John Grant, president of the Palm Beach Maritime Museum,
tells me later that even the Kennedy Library was not aware of the bunker's
existence, nor will the organization acknowledge it now. But Grant has
proof in a collection of testimonials and documents--including a set
of Seabee construction orders describing the project as "Detachment
Hotel." "It was definitely a fallout shelter," he says,
noting that Kennedy spent "about every weekend" in Palm Beach--including
the one before his assassination. Built in seven days, the site has become
a historical footnote, so secret that there's hardly anyone to remember
it. "I talked to [Kennedy speechwriter Theodore] Sorensen, and he
didn't know about it," Grant says. "There's supposed
to be another one for Kennedy up in Nantucket."
So can George W. Bush expect similar digs--perhaps
a shelter buried somewhere on his Texas ranch? Bush will have recourse,
as all presidents since Eisenhower have had, to Virginia's legendary
Mount Weather. A reputed "underground city," the site was completed
in 1958 by the U.S. Army Corps of Engineers as part of the so-called Federal
Relocation Arc of structures to which the various branches of government
would repair in the event of a national catastrophe. The "special
facility" is now managed by the Federal Emergency Management Agency,
which uses the site as an emergency management and conference center.
(The agency politely declines any comment on its link to presidential
survival.)
But things have changed since Kennedy's day,
notes defense policy analyst John Pike. With the cessation of the Cold
War, places like Mount Weather have seen their budgets cut; the Federal
Reserve's bunker in Culpepper, Virginia--would-be home to the
postapocalyptic economy--now belongs to the Library of Congress. Now
that anyone with Internet access can sneak a glimpse of Mount Weather
or Area 51 via satellite imagery, many view such secret redoubts as strategically
obsolete, like hulking mainframe computers in an age of distributed networks.
The planning now, Pike says, is "much more focused on things like
an anthrax attack on the Washington Metro subway system rather than an
11,000 megaton lay-down general nuclear exchange."
But Pike suspects that contingency planning is still
in place for a nuclear attack. "I mean, think about it--how could
it be otherwise?" he says. "The U.S. government is about the
single most expensive thing there is. How could they not have a backup
copy?" There is a small White House bunker, Pike notes, and many
national parks near Washington could serve as emergency relocation centers,
now that the necessary communications hardware can fit in a fleet of trucks.

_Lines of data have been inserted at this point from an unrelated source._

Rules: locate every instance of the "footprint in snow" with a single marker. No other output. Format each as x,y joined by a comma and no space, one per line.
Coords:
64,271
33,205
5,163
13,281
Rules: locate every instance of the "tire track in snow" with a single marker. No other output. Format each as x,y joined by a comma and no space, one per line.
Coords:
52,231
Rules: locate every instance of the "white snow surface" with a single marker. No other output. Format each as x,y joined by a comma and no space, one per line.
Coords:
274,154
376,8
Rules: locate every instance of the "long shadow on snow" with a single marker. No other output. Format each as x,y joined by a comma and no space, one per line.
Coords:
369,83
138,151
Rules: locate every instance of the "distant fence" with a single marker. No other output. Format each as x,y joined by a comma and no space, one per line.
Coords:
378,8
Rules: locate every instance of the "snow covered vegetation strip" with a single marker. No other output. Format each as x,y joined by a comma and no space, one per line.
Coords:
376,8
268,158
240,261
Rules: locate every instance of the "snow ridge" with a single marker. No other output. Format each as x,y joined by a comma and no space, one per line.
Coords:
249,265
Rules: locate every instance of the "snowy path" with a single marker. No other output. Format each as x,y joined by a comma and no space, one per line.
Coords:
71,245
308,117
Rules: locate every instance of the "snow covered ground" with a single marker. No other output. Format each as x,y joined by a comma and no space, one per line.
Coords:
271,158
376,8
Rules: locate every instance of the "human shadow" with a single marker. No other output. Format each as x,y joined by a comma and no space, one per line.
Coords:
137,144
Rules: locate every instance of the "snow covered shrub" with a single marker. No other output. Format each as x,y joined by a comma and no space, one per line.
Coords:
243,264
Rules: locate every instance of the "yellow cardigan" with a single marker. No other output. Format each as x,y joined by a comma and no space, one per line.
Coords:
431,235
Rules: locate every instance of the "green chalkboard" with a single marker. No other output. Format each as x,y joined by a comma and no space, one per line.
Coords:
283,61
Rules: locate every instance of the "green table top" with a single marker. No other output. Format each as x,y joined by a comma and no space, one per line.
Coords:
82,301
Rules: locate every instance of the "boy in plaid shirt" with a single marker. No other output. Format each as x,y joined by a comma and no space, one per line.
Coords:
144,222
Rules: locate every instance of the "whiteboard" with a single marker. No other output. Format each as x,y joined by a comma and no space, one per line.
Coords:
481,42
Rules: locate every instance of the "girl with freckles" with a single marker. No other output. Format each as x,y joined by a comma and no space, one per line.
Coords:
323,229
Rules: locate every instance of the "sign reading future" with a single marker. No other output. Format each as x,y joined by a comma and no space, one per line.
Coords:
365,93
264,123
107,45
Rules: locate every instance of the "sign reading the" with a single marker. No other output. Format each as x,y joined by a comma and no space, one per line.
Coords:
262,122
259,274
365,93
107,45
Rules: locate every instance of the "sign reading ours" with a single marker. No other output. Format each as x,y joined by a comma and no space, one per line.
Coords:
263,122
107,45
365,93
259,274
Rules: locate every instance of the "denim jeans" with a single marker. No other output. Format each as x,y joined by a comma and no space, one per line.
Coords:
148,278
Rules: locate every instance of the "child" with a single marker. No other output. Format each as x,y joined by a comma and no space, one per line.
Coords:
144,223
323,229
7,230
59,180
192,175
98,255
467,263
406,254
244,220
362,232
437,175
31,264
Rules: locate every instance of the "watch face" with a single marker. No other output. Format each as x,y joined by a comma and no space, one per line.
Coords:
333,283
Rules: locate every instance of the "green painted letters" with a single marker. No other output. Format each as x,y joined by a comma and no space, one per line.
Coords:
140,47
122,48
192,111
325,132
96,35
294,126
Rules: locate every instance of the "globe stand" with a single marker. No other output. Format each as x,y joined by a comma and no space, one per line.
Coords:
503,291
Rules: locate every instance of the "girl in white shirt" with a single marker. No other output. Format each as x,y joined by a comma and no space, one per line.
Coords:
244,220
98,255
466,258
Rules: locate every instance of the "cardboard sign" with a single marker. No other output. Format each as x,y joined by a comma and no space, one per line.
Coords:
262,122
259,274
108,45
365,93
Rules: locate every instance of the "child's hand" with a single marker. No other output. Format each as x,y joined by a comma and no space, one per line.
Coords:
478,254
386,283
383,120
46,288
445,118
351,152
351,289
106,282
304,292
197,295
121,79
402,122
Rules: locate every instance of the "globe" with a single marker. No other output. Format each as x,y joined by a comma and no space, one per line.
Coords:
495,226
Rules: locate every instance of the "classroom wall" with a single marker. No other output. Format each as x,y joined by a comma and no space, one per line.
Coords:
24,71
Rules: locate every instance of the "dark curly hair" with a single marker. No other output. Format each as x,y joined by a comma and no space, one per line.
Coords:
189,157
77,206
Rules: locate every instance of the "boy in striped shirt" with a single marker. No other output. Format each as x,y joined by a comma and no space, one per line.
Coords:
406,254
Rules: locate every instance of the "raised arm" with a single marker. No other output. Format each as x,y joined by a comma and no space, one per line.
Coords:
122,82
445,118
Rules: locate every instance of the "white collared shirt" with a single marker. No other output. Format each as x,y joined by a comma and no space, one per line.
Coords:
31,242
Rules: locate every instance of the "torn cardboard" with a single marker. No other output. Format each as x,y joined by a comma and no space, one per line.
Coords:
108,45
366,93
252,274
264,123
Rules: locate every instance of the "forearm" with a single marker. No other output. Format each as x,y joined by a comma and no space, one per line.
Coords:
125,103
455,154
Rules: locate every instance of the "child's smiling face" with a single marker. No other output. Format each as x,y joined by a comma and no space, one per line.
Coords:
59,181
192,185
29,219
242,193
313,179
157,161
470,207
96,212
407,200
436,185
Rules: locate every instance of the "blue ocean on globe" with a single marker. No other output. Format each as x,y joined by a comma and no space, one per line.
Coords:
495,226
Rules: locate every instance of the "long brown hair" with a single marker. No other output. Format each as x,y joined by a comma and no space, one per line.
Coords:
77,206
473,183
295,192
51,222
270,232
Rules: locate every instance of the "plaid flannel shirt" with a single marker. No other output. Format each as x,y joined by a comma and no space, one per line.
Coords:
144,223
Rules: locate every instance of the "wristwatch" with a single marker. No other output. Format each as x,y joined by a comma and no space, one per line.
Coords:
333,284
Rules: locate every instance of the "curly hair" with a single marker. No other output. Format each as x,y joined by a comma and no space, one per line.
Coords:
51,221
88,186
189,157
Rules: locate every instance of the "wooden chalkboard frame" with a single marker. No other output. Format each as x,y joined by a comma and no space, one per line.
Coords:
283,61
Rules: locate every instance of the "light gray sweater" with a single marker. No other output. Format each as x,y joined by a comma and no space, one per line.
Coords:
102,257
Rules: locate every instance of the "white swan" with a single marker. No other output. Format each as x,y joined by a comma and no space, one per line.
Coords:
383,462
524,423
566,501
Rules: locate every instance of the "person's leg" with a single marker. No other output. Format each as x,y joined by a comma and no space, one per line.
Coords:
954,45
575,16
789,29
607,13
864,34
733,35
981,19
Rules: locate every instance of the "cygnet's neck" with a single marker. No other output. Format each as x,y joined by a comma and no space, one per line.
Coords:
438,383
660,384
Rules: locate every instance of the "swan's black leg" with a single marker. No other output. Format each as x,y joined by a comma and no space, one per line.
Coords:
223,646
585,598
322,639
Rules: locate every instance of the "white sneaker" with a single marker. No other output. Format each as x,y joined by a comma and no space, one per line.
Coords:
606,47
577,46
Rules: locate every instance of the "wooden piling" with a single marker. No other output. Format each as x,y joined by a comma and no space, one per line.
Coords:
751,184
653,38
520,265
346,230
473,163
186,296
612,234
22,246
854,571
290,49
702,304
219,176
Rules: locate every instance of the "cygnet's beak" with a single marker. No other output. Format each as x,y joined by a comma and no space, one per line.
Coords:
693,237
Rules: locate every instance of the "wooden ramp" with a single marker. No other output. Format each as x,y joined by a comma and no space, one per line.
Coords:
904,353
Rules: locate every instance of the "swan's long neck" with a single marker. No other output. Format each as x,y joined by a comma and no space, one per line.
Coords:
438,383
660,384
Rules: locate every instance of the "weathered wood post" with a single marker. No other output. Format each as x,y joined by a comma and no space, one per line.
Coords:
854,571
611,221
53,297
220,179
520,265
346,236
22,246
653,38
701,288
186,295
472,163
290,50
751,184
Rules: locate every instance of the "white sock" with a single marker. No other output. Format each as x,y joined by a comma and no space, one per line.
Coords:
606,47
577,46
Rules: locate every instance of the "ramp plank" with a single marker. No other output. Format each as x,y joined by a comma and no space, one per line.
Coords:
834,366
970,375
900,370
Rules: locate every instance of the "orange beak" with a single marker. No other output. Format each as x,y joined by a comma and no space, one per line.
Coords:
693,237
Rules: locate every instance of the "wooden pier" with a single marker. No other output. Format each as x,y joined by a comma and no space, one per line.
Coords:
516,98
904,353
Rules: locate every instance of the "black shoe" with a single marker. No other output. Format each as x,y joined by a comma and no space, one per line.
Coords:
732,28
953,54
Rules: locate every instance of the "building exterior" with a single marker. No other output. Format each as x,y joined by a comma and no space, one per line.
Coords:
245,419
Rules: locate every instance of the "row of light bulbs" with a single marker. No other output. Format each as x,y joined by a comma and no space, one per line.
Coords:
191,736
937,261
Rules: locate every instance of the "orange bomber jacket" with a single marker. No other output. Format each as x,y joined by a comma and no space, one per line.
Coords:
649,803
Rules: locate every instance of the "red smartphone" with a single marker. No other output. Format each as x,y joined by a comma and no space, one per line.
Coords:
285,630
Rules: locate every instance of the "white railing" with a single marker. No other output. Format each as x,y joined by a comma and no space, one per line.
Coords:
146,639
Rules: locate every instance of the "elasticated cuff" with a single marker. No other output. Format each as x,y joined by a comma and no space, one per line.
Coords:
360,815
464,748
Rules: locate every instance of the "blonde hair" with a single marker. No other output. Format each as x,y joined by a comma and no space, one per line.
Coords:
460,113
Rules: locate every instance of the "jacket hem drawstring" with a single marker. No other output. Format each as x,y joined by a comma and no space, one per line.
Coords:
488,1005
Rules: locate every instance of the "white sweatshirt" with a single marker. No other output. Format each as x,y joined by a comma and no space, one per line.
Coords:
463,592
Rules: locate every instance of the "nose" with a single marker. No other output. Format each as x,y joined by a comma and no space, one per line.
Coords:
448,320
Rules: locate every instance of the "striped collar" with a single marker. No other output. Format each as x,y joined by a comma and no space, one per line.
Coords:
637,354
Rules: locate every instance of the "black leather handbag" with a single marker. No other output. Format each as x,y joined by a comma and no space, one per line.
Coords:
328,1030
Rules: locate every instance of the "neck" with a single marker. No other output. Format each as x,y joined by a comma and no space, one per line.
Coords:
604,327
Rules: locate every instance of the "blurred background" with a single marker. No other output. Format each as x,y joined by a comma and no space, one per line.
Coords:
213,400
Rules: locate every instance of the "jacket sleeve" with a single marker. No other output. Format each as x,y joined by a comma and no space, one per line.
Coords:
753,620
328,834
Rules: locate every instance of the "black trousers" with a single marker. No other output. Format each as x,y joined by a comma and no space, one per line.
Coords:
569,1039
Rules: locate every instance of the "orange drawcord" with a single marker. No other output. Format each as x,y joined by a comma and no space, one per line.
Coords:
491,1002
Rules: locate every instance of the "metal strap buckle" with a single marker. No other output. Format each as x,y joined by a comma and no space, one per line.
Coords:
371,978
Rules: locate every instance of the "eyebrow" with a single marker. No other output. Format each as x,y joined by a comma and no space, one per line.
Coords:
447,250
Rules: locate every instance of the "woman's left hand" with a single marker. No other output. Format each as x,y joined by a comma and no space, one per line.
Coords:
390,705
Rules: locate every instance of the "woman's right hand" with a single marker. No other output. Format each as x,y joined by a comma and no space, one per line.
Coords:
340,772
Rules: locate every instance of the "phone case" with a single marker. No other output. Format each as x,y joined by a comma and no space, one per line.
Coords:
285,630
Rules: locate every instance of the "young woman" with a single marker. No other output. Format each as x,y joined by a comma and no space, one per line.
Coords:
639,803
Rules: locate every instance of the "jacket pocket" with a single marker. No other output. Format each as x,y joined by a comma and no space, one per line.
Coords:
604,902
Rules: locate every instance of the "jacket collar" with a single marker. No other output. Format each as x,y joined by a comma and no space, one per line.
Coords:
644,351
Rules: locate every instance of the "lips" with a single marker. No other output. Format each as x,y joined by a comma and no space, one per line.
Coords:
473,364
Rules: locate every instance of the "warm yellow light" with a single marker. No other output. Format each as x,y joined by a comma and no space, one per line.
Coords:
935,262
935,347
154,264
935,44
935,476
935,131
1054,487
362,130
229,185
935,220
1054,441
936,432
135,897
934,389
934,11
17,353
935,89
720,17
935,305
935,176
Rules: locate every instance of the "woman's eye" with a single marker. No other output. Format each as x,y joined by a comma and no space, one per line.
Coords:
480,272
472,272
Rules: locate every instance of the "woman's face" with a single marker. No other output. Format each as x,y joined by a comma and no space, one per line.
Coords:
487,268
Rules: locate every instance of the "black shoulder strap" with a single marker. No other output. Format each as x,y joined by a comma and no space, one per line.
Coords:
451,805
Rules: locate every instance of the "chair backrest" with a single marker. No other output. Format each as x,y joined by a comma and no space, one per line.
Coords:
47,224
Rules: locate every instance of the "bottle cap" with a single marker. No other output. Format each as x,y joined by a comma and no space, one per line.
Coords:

Then there's the legendary National Airborne Operations Center, housed
in a "militarized" Boeing 747 known as an E-4B. Boeing describes
it as "a survivable command post for control of U.S. forces in all
levels of conflict including nuclear war." But don't bet on
any personal fallout shelter for President Bush in his favored vacation
retreat of Boca Raton, Florida. "The challenge for emergency war
operations is not to ensure the survivability of the president,"
Pike says. "The challenge is to ensure the survivability of a president."
Hence the line of designated successors: "It doesn't matter
what the guy's name is, doesn't matter what his title was one
minute before the war started. The only question is: Can we find somebody
who is the current commander in chief?"
As the once occluded underground chambers of the Cold
War are brought to light--their blast doors open for all to see--there
is the lingering suspicion that there are other undiscovered places where
the executive body could ride out a nuclear or other threat. "I don't
necessarily assume that we've found all of the big Cold War bunkers,"
Pike says. One site at the National Communications System complex, in
Warrenton, Virginia, a Cold War--era facility that's home to
such activities as intelligence cryptology, still puzzles Pike. Station
B, on top of a mountain, looks strikingly familiar to him: "When
I look at aerial imagery of the thing, it sure looks like Mount Weather
to me. But is there a bunker in there? Nobody knows."